Dışarıda balık yemek istediğimde karşıma hep olağan şüpheliler çıkıyor; somon ya da levrek 🐟. Uzmanlığı balık olmayan bir restorana gittiğinizde bu ikisinden başka bir balık yemenize imkan yok. Müşteriler daha çok tercih ettiği için mi bu böyle yoksa restoranlar bu şekilde tercih ettiği için mi ben emin değilim. Restoranlara sorsanız müşteriler bunları tercih ediyor diyeceklerdir, bence somon ve levreğin maliyetlerinin nispeten düşük oluşu (lüfere göre mesela o lüfer fiyatları nedir öyle 🤦🏻♀️), ikisinin de fileto olarak kolay dondurulması/donuk satın alınması ve pişme kolaylığı asıl tercih sebepleri. Peki restorancılık böyle mi olmalıdır konusunu başka bir yazıya bırakıyorum. Restoranlarda önümüze ısıtılıp ısıtılıp konan balıklar somon ve levrek olunca, evde balık yiyeceğimiz zaman bu ikisini çoğunlukla tercih etmiyorum. Ama bir tarif var ki benim için yeri ayrı, o amanın açılımı işte bu Poşe Somon Salatası tarifi.
Dışarıda hafif birşeyler yemek istediğimde gözüm hemen balıklar kısmına gidiveriyor. Yağa bulanmamış olduğunu düşünmeye çalışarak somon ve levrek arasından isteksizce bir seçim yapmaya çalışıyorum. Oysa somon zaten yağlı bir balık ve yağa bulamadan da pişirmek mümkün. Evde somon pişirdiğimde bu tarifte uyguladığım poşeleme tekniğini (haşlama demem lazım belki de) kullanmayı tercih ediyorum. Bu şekilde balığı suda haşlayınca somonun mevcut yağı ve tadının ağırlığı azalıyor.
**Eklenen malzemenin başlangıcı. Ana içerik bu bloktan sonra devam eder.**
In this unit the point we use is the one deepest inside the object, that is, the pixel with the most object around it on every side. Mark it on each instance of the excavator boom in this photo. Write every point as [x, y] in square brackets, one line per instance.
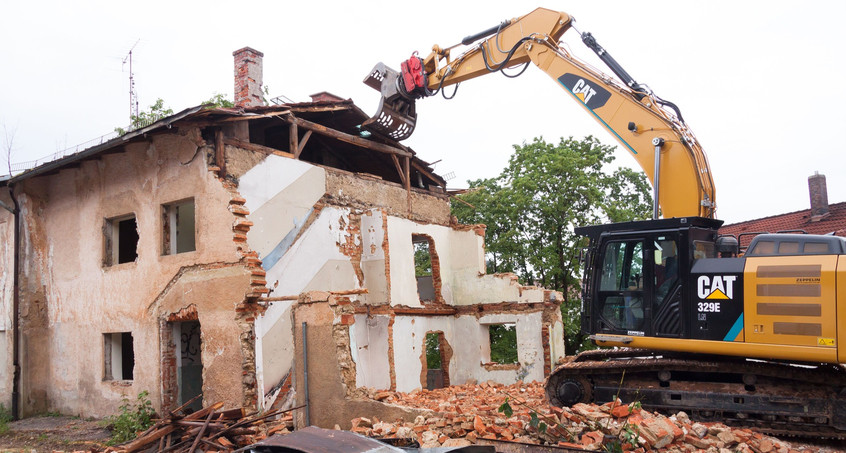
[714, 333]
[649, 128]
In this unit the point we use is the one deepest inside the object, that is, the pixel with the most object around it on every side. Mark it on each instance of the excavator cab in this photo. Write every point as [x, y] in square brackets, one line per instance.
[637, 276]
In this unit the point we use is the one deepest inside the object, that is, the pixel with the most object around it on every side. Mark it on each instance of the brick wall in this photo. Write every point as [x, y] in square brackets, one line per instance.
[248, 77]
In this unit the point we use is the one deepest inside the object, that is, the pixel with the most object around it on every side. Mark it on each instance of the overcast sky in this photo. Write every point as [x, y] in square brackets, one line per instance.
[761, 83]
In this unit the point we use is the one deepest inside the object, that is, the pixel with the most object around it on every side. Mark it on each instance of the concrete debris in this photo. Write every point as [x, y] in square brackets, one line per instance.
[469, 414]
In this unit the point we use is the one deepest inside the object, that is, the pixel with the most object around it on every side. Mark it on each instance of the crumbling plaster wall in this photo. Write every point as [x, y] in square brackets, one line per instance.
[461, 256]
[70, 299]
[323, 230]
[7, 254]
[468, 336]
[331, 399]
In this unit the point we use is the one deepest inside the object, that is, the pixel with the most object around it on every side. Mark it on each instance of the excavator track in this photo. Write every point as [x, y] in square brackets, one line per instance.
[776, 398]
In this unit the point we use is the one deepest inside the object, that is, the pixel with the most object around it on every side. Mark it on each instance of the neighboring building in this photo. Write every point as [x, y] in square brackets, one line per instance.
[190, 256]
[821, 218]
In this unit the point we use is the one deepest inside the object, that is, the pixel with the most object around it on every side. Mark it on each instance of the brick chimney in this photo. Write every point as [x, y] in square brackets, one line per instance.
[819, 196]
[325, 96]
[248, 77]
Bu arada bütün bu haşlama işlemi balığın kokusunu ortaya çıkartıyor, o yüzden balık kokusunu sevmiyorsanız siz somonunuzu yağsız bir tavada da pişirebilirsiniz.
Bu salatada kullandığım en önemli numara daha önce sizinle Patlıcanlı Pizza tarifimde paylaştığım kızarmış kapariler. Kapariyi normalde pek sevmiyorum aşırı tuzlu gelir tadını tam alamam. Ama bu tarifte olduğu gibi kızartıldığıklarında bambaşka bir boyuta çıkıyorlar. Tuzlulukları baki kalsa da kızardıklarında aldıkları doku, tatları sanki onları bambaşka bir malzeme yapıyor. Ben bu salatada yumuşak somon etine arkadaş olsunlar diye kapari ve narı seçtim. Biri tuzlu ve çıtır çıtır, diğeri ise sulu sulu ve tatlı. Bence mükemmel bir uyum yakaladılar birlikte.
Salatayı yaparken de özellikle bebek ıspanak yaprağı kullandım ki yeşilliklerin de kendine has bir topraksılığı bir karakteri olsun. Siz elinizin altında bulunan her zaman kullandığınız yeşillikleri de kullanabilirsiniz. Ama roka, tere gibi acılığı (bitterness aslında anlatmak istediğim) baskın olan otlardan az kaşık marulu gibi daha yumuşak tada sahip yeşilliklerden daha çok kullanmanızı tavsiye ederim. Böylece benim amaçladığım lezzet kontrastının tadına siz de varabilirsiniz.
Afiyet olsun.
- 500 gr. somon fileto, derisi alınmış
- 1 paket bebek ıspanak
- 2 avuç kapari
- 2 dal biberiye
- 1 su bardağı nar tanesi
- Yarım limon, dilimlenmiş
- 2 çorba kaşığı nar ekşisi
- 4 çorba kaşığı zeytinyağı
- Yarım limonun suyu ve kabuklarının rendesi
- 1 çorba kaşığı karabiber tanesi
- Tuz, karabiber
- Derin bir tencereye su, biberiye, tuz, limon dilimleri ve karabiber tanelerini ekleyerek kaynatın.
- Somonlarınızı porsiyonluk parçalara bölüp, tuz ve karabiber ile tatlandırdıktan sonra kaynayan suda 5-6 dakika haşlayın.
- Bebek ıspanak yapraklarını yıkadıktan sonra iyice kurutun.
- çorba kaşığı zeytinyağında kaparileri kızartın ve bir havlu ile fazla yağını alın.
- Nar ekşisi, zeytinyağı ve limon suyundan bir sos hazırlayın.
- Ispanaklar ile sosun yarısını iyice karıştırın.
- Ispanakların üzerine somonları, kızarmış kaparileri, nar tanelerini ekledikten sonra sosun kalanını ekleyin ve limon kabukları ile süsleyerek servis edin.